Decorrido todo o primeiro semestre do ano, não se mostra trivial apontar para mudanças significativas nos fundamentos da economia doméstica. No entanto, quando observamos os movimentos de grandes variáveis, tais como taxa de câmbio e juros, é notório que o cenário se desenhou de maneira mais desafiadora, deixando a visão para os próximos trimestres mais nebulosa do que se imaginava há alguns meses atrás. Neste sentido, a virada de semestre se mostra uma boa oportunidade para revisitar a conjuntura econômica e rever a rota que a economia deverá seguir ao longo dos próximos trimestres.

Juros internacionais

Quando olhamos para a economia global, o maior evento esperado é o início da flexibilização monetária nos Estados Unidos. Ao longo do primeiro semestre houve uma forte expectativa de mercado para que o início do corte das Fed Funds (taxa básica norte-americana) se iniciasse já no primeiro trimestre do ano, com muitas apostas para o mês de março. Todavia, o forte ritmo do mercado de trabalho e a resiliência da atividade gerou fôlego adicional nos dados de inflação, que se mantiveram distantes da meta de 2,0% a.a., adiando o corte de juros. Posteriormente, as apostas para cortes de juros migraram para o segundo trimestre, mas novamente os dados revelados não convergiram na intensidade necessária para gerar conforto ao FED (Banco Central dos Estados Unidos), o que ocasionou nova frustração de boa parte do mercado. Mais recentemente, a última reunião de política monetária do BC americano mostrou que há uma divisão importante no comitê a respeito dos próximos passos na condução da política monetária, com oito membros apontando para dois cortes de juros este ano, sete membros com um único corte e quatro membros trabalhando com a hipótese de que não se deve iniciar o ciclo de corte em 2024, evidência de que a incerteza permanece elevada para o cenário de juros nos Estados Unidos até mesmo dentro do FED.

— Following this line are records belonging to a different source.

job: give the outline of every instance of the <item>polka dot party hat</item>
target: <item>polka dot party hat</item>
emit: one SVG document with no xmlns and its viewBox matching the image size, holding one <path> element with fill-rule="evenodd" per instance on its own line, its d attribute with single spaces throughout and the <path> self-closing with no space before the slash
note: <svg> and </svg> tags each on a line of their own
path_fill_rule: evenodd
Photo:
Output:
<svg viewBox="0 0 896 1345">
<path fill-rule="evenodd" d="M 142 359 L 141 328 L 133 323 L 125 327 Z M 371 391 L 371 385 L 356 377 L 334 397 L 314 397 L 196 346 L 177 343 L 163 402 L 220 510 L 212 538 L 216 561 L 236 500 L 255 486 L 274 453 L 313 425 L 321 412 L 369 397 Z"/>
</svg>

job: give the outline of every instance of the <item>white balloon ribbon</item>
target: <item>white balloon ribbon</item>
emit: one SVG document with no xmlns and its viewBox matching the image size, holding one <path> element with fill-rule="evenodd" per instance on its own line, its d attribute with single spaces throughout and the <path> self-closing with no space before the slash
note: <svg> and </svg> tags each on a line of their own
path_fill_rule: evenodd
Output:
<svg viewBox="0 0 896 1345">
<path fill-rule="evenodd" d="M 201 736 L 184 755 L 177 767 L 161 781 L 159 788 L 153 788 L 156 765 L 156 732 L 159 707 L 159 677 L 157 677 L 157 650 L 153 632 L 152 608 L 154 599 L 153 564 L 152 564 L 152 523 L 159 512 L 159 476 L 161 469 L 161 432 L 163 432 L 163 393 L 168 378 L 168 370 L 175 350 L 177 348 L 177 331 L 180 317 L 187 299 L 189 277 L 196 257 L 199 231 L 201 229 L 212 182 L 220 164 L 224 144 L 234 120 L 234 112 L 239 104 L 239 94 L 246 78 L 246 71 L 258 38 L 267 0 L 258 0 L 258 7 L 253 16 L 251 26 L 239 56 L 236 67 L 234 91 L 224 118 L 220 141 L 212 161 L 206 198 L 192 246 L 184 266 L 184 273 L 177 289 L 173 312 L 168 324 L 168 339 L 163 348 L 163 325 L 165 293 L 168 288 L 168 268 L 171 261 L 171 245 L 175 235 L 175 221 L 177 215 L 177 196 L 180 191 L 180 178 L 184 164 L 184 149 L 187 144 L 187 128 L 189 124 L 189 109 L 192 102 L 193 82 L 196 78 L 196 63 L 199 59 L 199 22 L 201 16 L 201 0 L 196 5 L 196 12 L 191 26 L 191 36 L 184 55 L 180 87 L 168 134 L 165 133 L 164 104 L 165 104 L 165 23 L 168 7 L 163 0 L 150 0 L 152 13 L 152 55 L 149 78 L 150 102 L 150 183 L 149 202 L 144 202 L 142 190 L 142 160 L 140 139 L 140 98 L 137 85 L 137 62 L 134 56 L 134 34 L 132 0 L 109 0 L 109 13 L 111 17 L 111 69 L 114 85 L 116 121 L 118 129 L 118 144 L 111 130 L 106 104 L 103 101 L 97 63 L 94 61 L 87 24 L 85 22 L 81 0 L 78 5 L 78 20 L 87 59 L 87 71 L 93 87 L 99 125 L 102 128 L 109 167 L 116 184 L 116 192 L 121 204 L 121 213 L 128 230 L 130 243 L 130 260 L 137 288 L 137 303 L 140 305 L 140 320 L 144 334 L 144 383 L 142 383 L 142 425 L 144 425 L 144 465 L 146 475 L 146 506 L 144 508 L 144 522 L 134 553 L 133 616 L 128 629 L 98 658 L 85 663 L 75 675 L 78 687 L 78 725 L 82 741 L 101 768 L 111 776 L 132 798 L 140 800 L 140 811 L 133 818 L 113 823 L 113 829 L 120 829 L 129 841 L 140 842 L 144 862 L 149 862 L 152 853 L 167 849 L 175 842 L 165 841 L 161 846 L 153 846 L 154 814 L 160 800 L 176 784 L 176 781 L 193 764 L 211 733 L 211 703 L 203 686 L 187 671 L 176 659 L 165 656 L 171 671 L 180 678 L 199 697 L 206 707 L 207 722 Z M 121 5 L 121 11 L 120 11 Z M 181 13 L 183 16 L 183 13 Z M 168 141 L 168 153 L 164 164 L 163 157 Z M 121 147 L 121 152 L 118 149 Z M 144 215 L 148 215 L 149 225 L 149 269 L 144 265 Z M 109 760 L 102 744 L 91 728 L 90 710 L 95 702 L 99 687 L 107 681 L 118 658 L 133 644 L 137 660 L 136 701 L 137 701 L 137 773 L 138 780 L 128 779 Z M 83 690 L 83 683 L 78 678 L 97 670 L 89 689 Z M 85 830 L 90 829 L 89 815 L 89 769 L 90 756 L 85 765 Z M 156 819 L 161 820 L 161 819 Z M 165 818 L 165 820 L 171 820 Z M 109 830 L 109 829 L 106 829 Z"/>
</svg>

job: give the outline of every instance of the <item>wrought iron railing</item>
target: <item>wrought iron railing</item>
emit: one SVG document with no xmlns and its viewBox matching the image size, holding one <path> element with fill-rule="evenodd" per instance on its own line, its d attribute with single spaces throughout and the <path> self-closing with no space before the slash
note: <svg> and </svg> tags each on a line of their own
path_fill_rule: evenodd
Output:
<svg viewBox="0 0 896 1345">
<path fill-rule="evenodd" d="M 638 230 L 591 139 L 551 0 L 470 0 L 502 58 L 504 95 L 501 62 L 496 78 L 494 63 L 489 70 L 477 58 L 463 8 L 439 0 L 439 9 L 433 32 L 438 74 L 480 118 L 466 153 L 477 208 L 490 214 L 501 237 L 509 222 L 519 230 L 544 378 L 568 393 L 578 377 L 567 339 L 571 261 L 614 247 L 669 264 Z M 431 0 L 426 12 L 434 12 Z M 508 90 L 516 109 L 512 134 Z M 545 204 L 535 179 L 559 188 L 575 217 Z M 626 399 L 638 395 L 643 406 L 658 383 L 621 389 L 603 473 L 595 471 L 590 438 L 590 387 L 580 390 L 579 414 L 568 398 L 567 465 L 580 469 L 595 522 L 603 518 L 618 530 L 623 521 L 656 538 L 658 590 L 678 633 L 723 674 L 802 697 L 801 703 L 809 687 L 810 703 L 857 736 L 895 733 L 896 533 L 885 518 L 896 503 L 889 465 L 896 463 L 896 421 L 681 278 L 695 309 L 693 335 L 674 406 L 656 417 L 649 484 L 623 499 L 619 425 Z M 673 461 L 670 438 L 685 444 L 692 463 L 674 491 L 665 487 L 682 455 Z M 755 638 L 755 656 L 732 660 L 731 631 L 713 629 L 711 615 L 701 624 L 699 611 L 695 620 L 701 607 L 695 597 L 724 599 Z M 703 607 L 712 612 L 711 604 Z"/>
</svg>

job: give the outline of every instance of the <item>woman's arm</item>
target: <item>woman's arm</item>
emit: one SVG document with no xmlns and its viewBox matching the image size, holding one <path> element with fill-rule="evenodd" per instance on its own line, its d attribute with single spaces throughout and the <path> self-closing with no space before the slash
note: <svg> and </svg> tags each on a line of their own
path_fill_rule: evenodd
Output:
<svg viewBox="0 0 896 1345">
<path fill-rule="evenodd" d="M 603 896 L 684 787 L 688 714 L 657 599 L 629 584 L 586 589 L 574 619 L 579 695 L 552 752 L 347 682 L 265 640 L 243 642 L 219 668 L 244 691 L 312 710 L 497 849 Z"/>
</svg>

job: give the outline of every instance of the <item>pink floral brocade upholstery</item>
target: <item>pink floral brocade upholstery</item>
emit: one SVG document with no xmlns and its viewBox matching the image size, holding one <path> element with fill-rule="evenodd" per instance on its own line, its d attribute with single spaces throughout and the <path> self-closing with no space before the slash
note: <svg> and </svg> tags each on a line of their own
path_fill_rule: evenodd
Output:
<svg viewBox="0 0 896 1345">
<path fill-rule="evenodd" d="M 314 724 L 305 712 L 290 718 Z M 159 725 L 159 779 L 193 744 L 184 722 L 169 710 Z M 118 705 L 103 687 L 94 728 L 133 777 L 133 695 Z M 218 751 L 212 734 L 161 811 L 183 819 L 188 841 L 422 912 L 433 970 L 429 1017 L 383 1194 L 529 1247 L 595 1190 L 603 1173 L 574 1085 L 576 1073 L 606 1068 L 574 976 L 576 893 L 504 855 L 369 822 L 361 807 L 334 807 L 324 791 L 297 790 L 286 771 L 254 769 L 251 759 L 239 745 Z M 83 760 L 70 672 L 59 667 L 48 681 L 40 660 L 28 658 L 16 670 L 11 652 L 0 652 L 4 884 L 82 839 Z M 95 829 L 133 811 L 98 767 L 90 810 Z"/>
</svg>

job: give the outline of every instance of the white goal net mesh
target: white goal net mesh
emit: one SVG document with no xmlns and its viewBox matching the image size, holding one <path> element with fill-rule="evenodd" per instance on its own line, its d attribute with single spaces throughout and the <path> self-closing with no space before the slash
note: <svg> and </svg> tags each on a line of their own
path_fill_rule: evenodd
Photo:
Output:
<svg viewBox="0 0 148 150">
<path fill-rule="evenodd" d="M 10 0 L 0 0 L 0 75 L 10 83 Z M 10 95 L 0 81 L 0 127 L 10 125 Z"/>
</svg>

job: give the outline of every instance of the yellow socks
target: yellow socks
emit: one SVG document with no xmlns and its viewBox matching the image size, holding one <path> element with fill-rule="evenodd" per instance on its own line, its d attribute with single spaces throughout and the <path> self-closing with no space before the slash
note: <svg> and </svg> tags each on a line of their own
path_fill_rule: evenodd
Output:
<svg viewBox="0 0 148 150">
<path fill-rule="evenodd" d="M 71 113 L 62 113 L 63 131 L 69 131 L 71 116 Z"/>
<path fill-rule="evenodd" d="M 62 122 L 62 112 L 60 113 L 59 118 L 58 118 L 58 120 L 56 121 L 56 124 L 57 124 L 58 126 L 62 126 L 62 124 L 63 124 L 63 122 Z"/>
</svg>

Por conta da dependência de dados e do discurso cauteloso dos membros do FOMC (Comitê de Política Monetária do FED), acredito que há uma menor probabilidade de que o ciclo de flexibilização por lá tenha início já no mês de setembro (atual aposta do mercado). Trabalho com dois cortes de juros este ano nos EUA, em novembro e dezembro, com a taxa dos Fed Funds em 5,0% (limite superior). Para 2025, espero por mais quatro cortes de 0,25 p.p., com a taxa terminando o ano em 4,0%.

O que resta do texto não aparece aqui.